In the end, math is just:
[ol]
[li]Make up a couple of things[/li][li]Make up rules for the things to follow[/li][li]See where those rules take you[/li][/ol]
The universality of math (well, one kind of universality) lies in the fact that, given the same things and the same rules, everybody gets to the same places. There’s no guesswork, no human input, no intuition needed, at least in principle. Of course, if you use different rules or things, you’ll end up different places; but that’s empty, it’s nothing else but saying that if you don’t agree, you disagree.
The point is that if you have a set of axioms A that prove some theorem T, then the proposition that A proves T (A -> T) is provable from no axioms at all; it’s as universal a truth as you’ll get anywhere.
However, there is another kind of universality to math that’s somewhat more subtle: if the system of things and rules I use is sufficiently complex, then, for any system of things and rules you might use, I can encode your things and rules in mine, and use my system to prove everything yours can; this is, for instance, the basis of Gödel numbering, which encodes a mathematical system of arbitrary symbols and their manipulation-rules into the natural numbers. The requisite complexity is reached precisely if my system can be used to encode a Turing machine. (Though ‘complexity’ is really a bit of a red herring, or at least used in a somewhat unfamiliar way, here: very simple systems can be Turing complete (cf.
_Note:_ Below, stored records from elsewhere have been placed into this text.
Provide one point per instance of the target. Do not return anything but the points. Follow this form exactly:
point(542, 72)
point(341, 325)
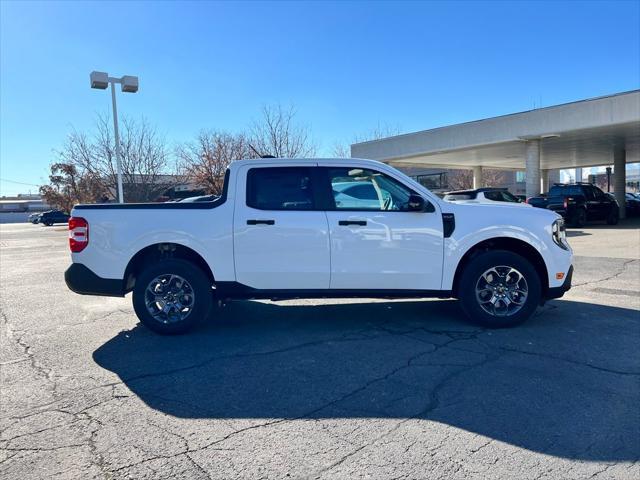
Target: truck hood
point(500, 214)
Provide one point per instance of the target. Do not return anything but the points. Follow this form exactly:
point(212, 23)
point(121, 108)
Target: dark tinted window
point(589, 193)
point(564, 190)
point(599, 194)
point(280, 188)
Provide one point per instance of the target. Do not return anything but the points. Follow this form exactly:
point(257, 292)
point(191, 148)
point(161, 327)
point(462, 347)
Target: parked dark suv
point(53, 216)
point(579, 203)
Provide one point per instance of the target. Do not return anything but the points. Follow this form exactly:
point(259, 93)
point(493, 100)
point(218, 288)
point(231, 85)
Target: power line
point(19, 183)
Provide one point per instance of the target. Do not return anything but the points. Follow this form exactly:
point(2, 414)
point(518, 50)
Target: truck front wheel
point(499, 288)
point(171, 296)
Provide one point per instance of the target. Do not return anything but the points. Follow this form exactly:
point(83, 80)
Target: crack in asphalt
point(622, 270)
point(453, 336)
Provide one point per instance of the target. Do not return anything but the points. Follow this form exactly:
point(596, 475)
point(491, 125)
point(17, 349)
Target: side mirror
point(417, 204)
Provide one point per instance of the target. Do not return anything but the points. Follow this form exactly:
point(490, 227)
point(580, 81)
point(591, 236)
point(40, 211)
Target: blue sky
point(347, 67)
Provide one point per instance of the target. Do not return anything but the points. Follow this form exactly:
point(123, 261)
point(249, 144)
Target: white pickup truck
point(316, 228)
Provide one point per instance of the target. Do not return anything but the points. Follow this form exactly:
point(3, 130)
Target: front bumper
point(82, 280)
point(557, 292)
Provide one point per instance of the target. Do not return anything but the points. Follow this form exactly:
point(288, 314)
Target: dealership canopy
point(593, 132)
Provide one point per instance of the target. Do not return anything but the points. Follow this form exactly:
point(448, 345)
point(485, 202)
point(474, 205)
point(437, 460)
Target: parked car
point(483, 195)
point(277, 232)
point(579, 203)
point(53, 216)
point(633, 204)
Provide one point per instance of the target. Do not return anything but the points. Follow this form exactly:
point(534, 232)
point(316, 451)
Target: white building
point(587, 133)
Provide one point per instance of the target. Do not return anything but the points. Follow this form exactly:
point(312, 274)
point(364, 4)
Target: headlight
point(559, 234)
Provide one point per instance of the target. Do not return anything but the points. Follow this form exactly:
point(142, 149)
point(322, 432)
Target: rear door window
point(280, 188)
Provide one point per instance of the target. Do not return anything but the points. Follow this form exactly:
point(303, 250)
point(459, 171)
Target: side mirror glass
point(416, 203)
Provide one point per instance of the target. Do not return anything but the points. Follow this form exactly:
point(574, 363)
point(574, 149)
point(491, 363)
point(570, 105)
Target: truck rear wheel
point(172, 296)
point(499, 289)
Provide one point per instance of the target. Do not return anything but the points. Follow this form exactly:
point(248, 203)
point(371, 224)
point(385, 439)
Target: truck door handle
point(261, 222)
point(345, 223)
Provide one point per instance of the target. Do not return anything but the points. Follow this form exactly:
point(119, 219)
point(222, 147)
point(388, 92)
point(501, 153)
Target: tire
point(184, 283)
point(474, 277)
point(579, 218)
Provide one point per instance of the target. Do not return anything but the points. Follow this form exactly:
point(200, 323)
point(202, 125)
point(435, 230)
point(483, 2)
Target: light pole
point(128, 84)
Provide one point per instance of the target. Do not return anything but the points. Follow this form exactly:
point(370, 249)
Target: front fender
point(457, 246)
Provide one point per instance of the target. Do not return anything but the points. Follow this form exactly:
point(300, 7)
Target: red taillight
point(78, 234)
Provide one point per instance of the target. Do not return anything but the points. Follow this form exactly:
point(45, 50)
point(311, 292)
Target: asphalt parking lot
point(320, 389)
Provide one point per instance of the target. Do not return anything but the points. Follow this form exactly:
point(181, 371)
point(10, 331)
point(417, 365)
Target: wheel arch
point(511, 244)
point(159, 251)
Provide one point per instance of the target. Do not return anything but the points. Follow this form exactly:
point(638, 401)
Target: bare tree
point(278, 134)
point(492, 177)
point(459, 179)
point(146, 164)
point(205, 160)
point(69, 186)
point(341, 150)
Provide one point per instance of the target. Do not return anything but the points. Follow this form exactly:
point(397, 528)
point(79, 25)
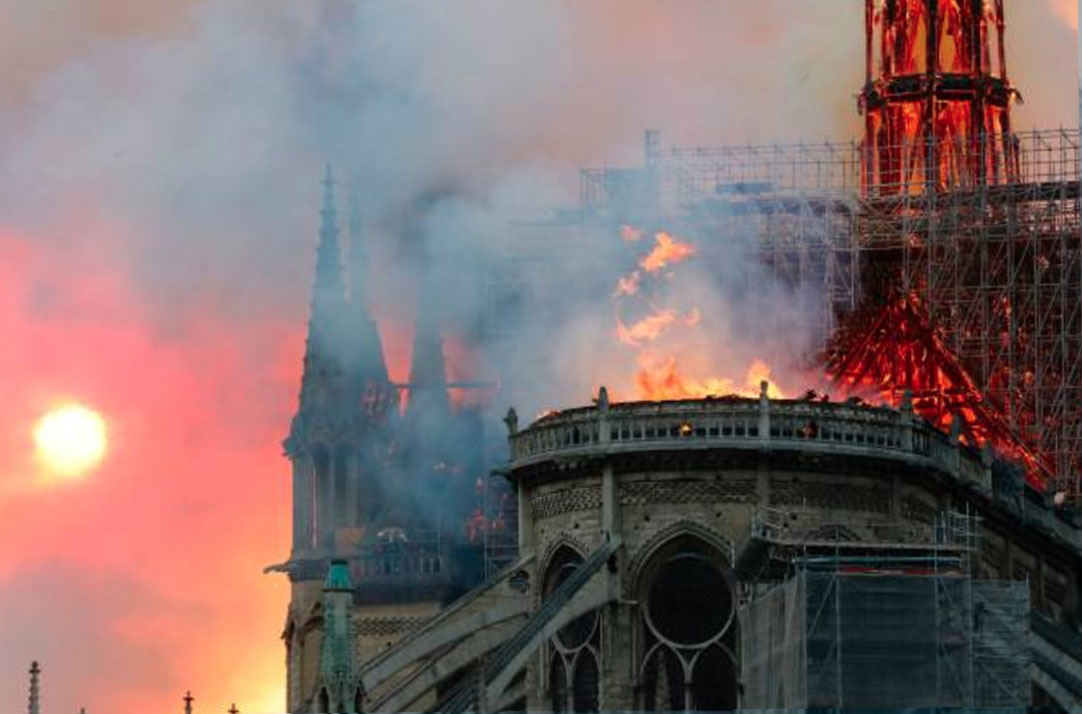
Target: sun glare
point(70, 440)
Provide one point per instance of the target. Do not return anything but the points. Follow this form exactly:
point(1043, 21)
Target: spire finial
point(35, 706)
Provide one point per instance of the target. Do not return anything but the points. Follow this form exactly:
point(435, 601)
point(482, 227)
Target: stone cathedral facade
point(370, 559)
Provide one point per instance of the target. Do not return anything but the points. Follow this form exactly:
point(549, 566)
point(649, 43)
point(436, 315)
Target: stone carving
point(834, 497)
point(637, 493)
point(387, 626)
point(586, 498)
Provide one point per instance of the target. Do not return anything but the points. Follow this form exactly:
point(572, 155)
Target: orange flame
point(667, 251)
point(646, 329)
point(660, 379)
point(628, 285)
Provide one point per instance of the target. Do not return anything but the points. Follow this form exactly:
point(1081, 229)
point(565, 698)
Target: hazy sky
point(159, 167)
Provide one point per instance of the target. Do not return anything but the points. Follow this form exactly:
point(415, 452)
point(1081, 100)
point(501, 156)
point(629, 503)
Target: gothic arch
point(544, 563)
point(686, 626)
point(662, 538)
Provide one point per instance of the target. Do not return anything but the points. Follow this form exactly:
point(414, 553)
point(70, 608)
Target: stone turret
point(339, 689)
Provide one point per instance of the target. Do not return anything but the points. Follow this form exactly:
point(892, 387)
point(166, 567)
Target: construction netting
point(862, 639)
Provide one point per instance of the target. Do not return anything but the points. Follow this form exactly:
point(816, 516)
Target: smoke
point(181, 145)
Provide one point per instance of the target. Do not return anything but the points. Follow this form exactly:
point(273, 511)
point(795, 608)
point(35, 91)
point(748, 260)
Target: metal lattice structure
point(942, 213)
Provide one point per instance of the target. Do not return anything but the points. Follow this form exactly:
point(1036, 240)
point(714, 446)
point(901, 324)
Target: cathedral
point(382, 475)
point(708, 554)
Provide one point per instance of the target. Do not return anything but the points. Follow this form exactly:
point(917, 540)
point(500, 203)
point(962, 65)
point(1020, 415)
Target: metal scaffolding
point(859, 631)
point(997, 268)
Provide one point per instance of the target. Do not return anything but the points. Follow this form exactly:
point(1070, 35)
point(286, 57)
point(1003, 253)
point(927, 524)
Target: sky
point(159, 193)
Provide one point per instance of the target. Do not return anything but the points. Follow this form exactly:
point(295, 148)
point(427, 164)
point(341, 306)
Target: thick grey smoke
point(183, 143)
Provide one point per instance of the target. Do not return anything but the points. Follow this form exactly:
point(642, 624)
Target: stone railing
point(737, 422)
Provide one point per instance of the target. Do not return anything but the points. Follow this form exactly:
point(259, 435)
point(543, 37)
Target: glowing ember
point(676, 353)
point(667, 251)
point(660, 379)
point(896, 353)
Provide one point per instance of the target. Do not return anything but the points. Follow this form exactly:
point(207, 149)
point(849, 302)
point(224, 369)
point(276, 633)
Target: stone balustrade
point(738, 422)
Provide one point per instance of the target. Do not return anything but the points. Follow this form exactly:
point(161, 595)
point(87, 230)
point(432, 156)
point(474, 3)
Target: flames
point(667, 251)
point(663, 381)
point(675, 352)
point(896, 352)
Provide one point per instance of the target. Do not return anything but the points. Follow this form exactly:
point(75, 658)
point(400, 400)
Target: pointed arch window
point(688, 625)
point(574, 663)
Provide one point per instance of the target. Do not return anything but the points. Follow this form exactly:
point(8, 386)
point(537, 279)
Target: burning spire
point(322, 358)
point(35, 705)
point(936, 98)
point(366, 346)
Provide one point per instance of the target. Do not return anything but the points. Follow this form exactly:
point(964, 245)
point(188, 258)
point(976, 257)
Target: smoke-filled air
point(160, 193)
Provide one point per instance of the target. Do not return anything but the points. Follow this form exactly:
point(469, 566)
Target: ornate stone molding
point(569, 500)
point(387, 626)
point(834, 497)
point(636, 493)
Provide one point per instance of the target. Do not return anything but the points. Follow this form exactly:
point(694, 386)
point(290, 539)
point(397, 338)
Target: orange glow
point(896, 352)
point(660, 379)
point(667, 251)
point(628, 285)
point(646, 329)
point(70, 440)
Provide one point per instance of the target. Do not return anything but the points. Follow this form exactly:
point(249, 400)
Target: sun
point(70, 439)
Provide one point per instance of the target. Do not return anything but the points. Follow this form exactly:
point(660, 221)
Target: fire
point(660, 379)
point(628, 285)
point(675, 347)
point(667, 251)
point(896, 352)
point(646, 329)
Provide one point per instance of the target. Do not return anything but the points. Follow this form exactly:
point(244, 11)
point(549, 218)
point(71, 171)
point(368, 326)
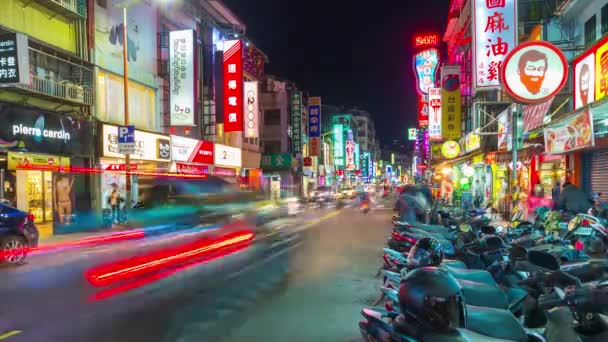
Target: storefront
point(227, 162)
point(191, 156)
point(152, 155)
point(37, 149)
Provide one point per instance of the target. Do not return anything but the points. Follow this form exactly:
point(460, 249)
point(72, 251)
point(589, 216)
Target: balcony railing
point(68, 8)
point(64, 90)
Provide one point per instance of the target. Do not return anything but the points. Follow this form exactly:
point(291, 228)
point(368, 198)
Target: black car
point(18, 234)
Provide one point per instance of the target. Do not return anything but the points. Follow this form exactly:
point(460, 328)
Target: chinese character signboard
point(450, 102)
point(233, 86)
point(571, 134)
point(314, 125)
point(182, 83)
point(425, 69)
point(494, 35)
point(296, 122)
point(412, 133)
point(504, 130)
point(350, 155)
point(591, 75)
point(14, 59)
point(435, 113)
point(423, 110)
point(338, 133)
point(534, 72)
point(252, 108)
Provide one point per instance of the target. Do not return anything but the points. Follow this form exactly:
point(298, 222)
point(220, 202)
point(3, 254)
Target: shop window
point(590, 31)
point(272, 117)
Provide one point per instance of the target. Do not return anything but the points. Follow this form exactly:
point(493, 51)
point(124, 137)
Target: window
point(590, 31)
point(272, 117)
point(604, 19)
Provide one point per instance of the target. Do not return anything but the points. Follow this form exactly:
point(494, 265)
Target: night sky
point(352, 53)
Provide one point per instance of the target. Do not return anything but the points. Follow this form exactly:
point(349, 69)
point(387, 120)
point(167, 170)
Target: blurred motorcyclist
point(573, 199)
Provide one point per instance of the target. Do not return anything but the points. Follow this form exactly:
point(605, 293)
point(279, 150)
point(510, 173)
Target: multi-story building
point(46, 94)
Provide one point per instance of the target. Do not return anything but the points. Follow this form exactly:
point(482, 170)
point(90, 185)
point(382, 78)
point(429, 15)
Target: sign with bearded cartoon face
point(534, 72)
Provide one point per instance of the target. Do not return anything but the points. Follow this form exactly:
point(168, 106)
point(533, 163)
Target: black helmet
point(432, 299)
point(426, 252)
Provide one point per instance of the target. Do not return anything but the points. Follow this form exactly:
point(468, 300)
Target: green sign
point(296, 122)
point(412, 133)
point(338, 133)
point(276, 161)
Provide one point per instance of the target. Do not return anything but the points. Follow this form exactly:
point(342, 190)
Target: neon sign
point(426, 40)
point(425, 69)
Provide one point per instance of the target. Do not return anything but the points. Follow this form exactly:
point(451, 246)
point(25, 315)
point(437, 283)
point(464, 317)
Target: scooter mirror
point(543, 260)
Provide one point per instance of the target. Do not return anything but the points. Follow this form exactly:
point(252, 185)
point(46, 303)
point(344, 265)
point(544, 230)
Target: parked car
point(18, 234)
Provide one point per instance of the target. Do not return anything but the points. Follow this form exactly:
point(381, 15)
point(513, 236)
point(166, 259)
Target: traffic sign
point(126, 139)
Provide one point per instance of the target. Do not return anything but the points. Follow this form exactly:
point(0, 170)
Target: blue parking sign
point(126, 134)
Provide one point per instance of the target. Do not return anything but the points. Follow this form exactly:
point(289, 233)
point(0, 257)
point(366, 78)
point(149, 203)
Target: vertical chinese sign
point(233, 86)
point(14, 59)
point(296, 122)
point(252, 108)
point(423, 110)
point(494, 35)
point(182, 80)
point(450, 100)
point(314, 125)
point(435, 114)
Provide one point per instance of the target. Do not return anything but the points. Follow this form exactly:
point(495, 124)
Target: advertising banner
point(252, 110)
point(227, 155)
point(141, 43)
point(425, 69)
point(14, 59)
point(33, 130)
point(296, 122)
point(450, 102)
point(233, 86)
point(182, 81)
point(534, 115)
point(350, 155)
point(504, 130)
point(494, 35)
point(570, 134)
point(423, 110)
point(148, 146)
point(434, 114)
point(191, 150)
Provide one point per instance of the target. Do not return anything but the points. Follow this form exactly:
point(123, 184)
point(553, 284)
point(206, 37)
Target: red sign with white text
point(192, 169)
point(233, 86)
point(422, 40)
point(202, 153)
point(423, 110)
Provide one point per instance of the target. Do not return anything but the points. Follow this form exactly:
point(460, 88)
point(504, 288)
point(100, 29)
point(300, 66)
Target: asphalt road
point(306, 283)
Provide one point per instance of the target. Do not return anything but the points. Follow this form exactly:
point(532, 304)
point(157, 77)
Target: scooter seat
point(479, 294)
point(479, 276)
point(495, 323)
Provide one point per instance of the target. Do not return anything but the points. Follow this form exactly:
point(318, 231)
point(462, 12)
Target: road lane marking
point(9, 334)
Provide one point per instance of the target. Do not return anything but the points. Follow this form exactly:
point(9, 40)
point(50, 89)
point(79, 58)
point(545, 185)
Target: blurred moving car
point(322, 194)
point(18, 234)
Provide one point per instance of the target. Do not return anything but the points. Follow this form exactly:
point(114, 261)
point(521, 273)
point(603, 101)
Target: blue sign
point(126, 134)
point(314, 121)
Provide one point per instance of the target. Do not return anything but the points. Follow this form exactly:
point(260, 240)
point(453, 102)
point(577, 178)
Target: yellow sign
point(450, 102)
point(472, 142)
point(450, 149)
point(34, 161)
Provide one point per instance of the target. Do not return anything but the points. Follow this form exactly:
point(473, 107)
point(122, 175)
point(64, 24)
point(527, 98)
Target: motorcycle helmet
point(426, 252)
point(432, 299)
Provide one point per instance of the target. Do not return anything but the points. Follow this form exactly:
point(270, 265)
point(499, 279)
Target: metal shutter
point(599, 173)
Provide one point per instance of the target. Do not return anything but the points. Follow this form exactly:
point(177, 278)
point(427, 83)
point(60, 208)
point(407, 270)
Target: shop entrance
point(38, 193)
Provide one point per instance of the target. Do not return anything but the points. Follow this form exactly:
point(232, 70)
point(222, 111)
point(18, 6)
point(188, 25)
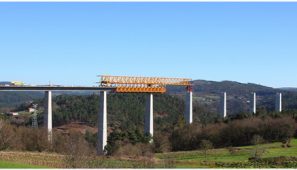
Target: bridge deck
point(54, 88)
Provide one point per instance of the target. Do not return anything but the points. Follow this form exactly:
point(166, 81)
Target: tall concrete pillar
point(278, 102)
point(224, 105)
point(102, 123)
point(254, 103)
point(149, 115)
point(48, 114)
point(189, 107)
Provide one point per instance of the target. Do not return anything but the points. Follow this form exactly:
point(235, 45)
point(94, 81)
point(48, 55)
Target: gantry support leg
point(224, 105)
point(278, 102)
point(102, 123)
point(149, 116)
point(254, 103)
point(48, 114)
point(189, 108)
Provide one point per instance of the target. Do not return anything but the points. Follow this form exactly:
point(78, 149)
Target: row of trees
point(234, 133)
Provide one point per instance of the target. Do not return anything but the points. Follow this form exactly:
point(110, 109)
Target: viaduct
point(116, 86)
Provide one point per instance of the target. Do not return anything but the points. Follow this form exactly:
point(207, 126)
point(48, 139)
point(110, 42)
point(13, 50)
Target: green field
point(6, 164)
point(216, 158)
point(196, 159)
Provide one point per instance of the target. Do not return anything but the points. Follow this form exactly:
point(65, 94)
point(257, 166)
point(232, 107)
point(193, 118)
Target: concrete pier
point(48, 114)
point(189, 108)
point(278, 102)
point(224, 105)
point(149, 116)
point(254, 103)
point(102, 123)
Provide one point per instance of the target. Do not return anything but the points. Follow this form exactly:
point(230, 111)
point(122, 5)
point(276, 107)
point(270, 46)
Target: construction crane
point(127, 84)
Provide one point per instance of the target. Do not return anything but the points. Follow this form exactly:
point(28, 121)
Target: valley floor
point(238, 157)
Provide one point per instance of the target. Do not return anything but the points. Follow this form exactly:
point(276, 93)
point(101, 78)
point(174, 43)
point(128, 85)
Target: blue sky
point(72, 43)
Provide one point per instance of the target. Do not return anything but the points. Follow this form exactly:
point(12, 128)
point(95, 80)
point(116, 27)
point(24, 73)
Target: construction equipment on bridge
point(126, 84)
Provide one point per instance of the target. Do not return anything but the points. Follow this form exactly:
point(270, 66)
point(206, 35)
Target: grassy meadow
point(215, 158)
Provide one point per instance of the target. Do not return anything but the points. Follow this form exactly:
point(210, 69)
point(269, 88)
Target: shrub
point(6, 135)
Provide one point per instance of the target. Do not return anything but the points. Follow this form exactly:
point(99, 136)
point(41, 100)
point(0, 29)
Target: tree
point(258, 150)
point(205, 145)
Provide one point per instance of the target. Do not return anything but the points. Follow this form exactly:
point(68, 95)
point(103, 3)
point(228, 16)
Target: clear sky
point(72, 43)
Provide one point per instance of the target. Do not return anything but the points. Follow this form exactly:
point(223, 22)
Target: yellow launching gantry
point(127, 84)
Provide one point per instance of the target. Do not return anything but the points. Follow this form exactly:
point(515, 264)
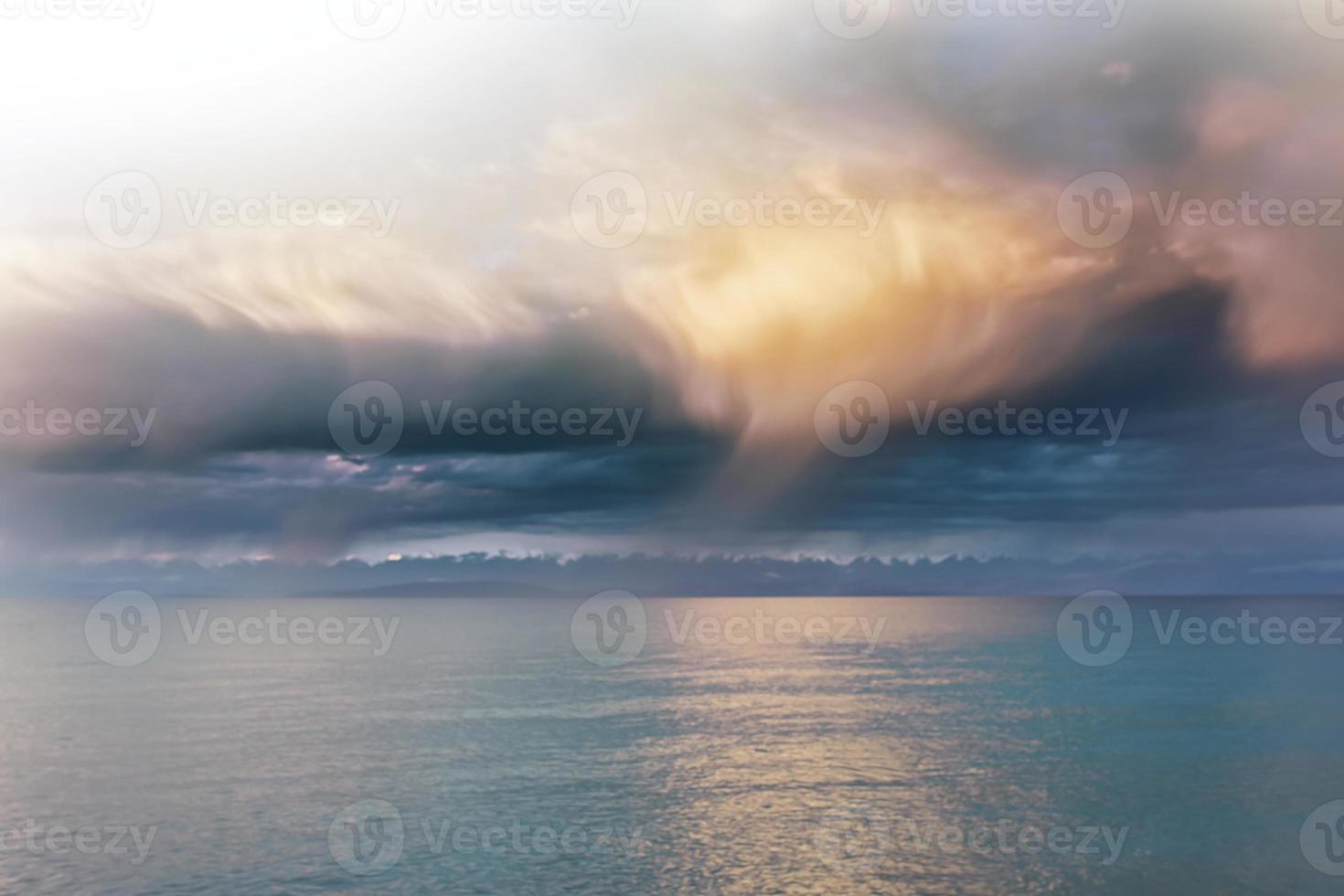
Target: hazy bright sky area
point(714, 214)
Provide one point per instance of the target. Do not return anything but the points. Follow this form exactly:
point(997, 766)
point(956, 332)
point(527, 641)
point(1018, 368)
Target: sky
point(806, 277)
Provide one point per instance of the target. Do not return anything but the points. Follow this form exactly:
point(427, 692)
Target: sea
point(623, 744)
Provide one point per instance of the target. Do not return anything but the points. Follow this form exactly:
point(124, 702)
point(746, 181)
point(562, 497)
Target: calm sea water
point(483, 753)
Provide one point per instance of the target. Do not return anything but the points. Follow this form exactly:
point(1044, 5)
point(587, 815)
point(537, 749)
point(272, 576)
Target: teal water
point(517, 766)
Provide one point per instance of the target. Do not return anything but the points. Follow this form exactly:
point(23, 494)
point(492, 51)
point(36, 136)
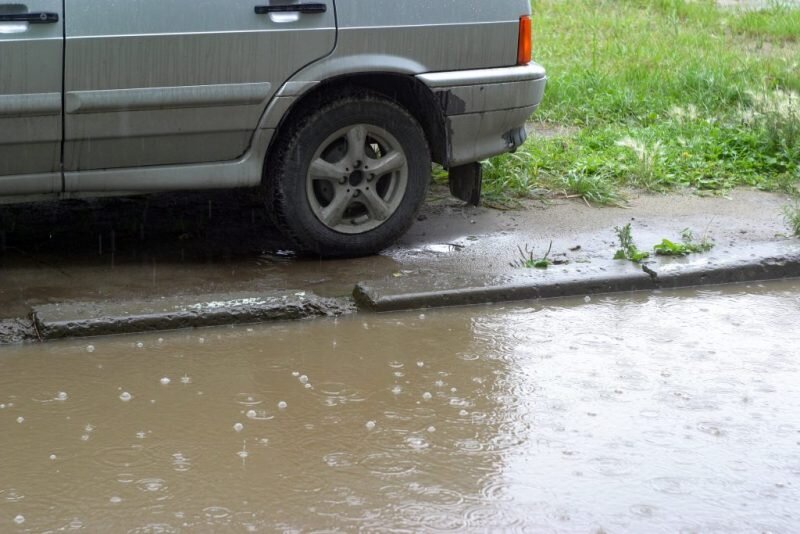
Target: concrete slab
point(84, 319)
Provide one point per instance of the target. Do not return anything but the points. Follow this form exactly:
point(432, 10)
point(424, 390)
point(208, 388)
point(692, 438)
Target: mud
point(665, 412)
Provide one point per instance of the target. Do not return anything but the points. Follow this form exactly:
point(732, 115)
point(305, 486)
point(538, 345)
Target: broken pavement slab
point(86, 319)
point(746, 264)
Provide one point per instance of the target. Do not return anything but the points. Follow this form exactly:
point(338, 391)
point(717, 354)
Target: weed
point(628, 249)
point(528, 261)
point(792, 216)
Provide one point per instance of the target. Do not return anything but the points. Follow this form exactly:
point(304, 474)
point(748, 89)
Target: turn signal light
point(525, 48)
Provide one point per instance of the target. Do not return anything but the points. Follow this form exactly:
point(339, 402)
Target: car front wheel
point(349, 177)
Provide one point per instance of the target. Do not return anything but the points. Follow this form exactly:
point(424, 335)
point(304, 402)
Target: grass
point(628, 249)
point(792, 216)
point(663, 94)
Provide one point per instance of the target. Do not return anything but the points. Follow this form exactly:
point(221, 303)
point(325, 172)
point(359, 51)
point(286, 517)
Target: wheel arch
point(404, 89)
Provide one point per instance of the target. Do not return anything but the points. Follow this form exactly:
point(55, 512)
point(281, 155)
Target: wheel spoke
point(356, 143)
point(377, 207)
point(324, 169)
point(389, 163)
point(333, 213)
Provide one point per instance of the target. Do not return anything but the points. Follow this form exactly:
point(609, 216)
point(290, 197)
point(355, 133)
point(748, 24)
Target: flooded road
point(677, 411)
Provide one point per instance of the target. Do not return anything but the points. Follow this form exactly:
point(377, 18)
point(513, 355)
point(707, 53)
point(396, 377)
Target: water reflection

Rule 110), while it is possible to design systems of near-impenetrable intricacy that fail to be.)
So all those ‘sufficiently complex’ systems are in a well defined sense ‘the same’: For any two systems A and B, both of which are Turing complete, both A can encode B and B can encode A (I sometimes prefer to say ‘emulate’ instead of ‘encode’, since it’s basically the same: two different computational architectures – say, Mac and PC – can be made to emulate one another for much the same reason two mathematical systems can).
This also gives a nice answer to Wigner’s ‘unreasonable effectiveness’: in the end, the world around us is only composed out of certain things that follow certain rules, as well; that one thus can find embeddings of these rules and things within mathematics is perfectly unsurprising (well, at least as long as reality isn’t hypercomputational, but that’s not something to go into right now); at least as unsurprising as it is that one can create computer simulations of aspects of the real world (to my knowledge, nobody has ever marvelled at the unreasonable effectiveness of computers in modelling – that’s because the notion of universality, or Turing completeness, was built into the field from the beginning).